How do you feel after waking up from a cozy afternoon cat nap? Calm? Refreshed? Maybe a little hungry? If your answer is hungry, there are a number of reasons why this may be happening. 

While they may seem unrelated at first glance, sleep and the growth hormone known as ghrelin are actually pretty closely intertwined. Secreted primarily from the stomach, ghrelin is a chemical in the body that notifies the brain when we're hungry and in need of food, according to the Cleveland Clinic. Additionally, this hormone also helps the body regulate blood sugar, store fat, and boost appetite.

So how does this connect with sleep? Registered dietitian Amber Core shed some light on the subject, telling The Healthy, "There is a wide variability in when growth hormone increases during sleep, but with afternoon naps, growth hormone release tends to be much higher than at any other time." In essence, the fluctuation in hormone levels that takes place as we snooze may cause us to wake up with a grumbling stomach.

You may be sleep deprived or recently ate a heavy lunch

Although ghrelin levels may increase as we get a little extra sleep in the afternoon, our hunger hormones can also be impacted by a lack of sleep. In a 2014 study published in Nature Communications, researchers note that inadequate sleep can throw our hunger hormones for a loop. The function of our brain regions responsible for regulating appetite gets suppressed, leading us to crave more calorie-dense foods during waking hours. Therefore, if you find yourself regularly napping because you're struggling with nighttime sleep, you may feel that hunger kick in once again as you rise from your nap.
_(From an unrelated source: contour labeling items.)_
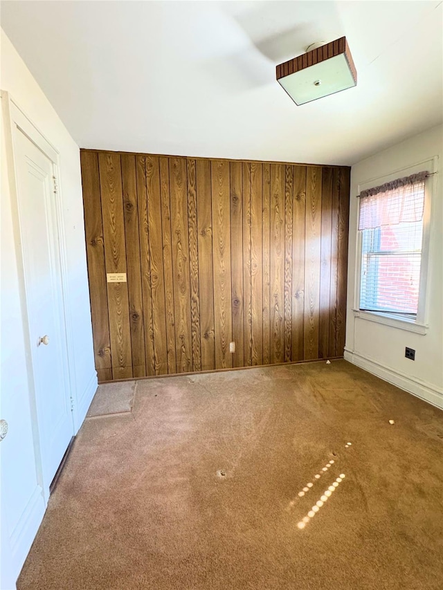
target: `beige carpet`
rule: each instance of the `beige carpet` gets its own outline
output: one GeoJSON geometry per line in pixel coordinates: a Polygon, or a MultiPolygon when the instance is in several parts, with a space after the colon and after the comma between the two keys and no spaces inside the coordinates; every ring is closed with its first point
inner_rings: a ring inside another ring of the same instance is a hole
{"type": "Polygon", "coordinates": [[[17,588],[441,589],[442,418],[345,361],[138,381],[17,588]]]}
{"type": "Polygon", "coordinates": [[[123,381],[99,385],[88,410],[87,418],[131,412],[135,381],[123,381]]]}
If a lack of sleep isn't the problem, did you perhaps eat a big lunch before your nap? SBS Food explains that certain food items can make us feel more inclined towards sleep than others, especially foods rich in carbs. If the majority of those carbs came from sugar, you may feel full now, but you probably won't once you wake up. Experts at Healthline explain that after consuming sugar, our blood sugar increases. To restore this balance, the body produces insulin, which subsequently causes a decrease in blood sugar. As a result, you may find that your lunch didn't leave you feeling very satiated once your nap is over.

You may wake up hungrier if your naps last longer than 30 minutes

The duration of your nap may also play a role in whether or not you're waking up hungry. In a recent study published in the scientific journal Obesity, researchers looked at more than 3,200 adults between the ages of 18 and 65 from a region in the Mediterranean who were diagnosed with obesity. The study team set out to determine whether there was a possible connection between napping (or not napping) and associated obesity based on how long individuals snoozed for. Using the term "siesta" to reflect the culture of study participants, questionnaire data revealed that 35% of individuals routinely took siestas. 20% of participants regularly napped for less than 30 minutes, while 16% reported taking siestas lasting more than 30 minutes.

More than 40% of participants reported feeling hungry following a nap. The researchers cited changes in cortisol levels that occur after waking — a hormone that influences motivation for eating — as a possible explanation. Increases in the body's cortisol awakening response (CAR) were seen in connection with longer naps. While 7.5% of participants woke up craving salty foods, a resounding 63% yearned for a sweet treat. A desire for salty foods was found to be lower among those who took short siestas. Additionally, naps that exceeded 30 minutes were linked with higher rates of metabolic syndrome, elevated blood pressure, waist circumference, body mass index (BMI), and more.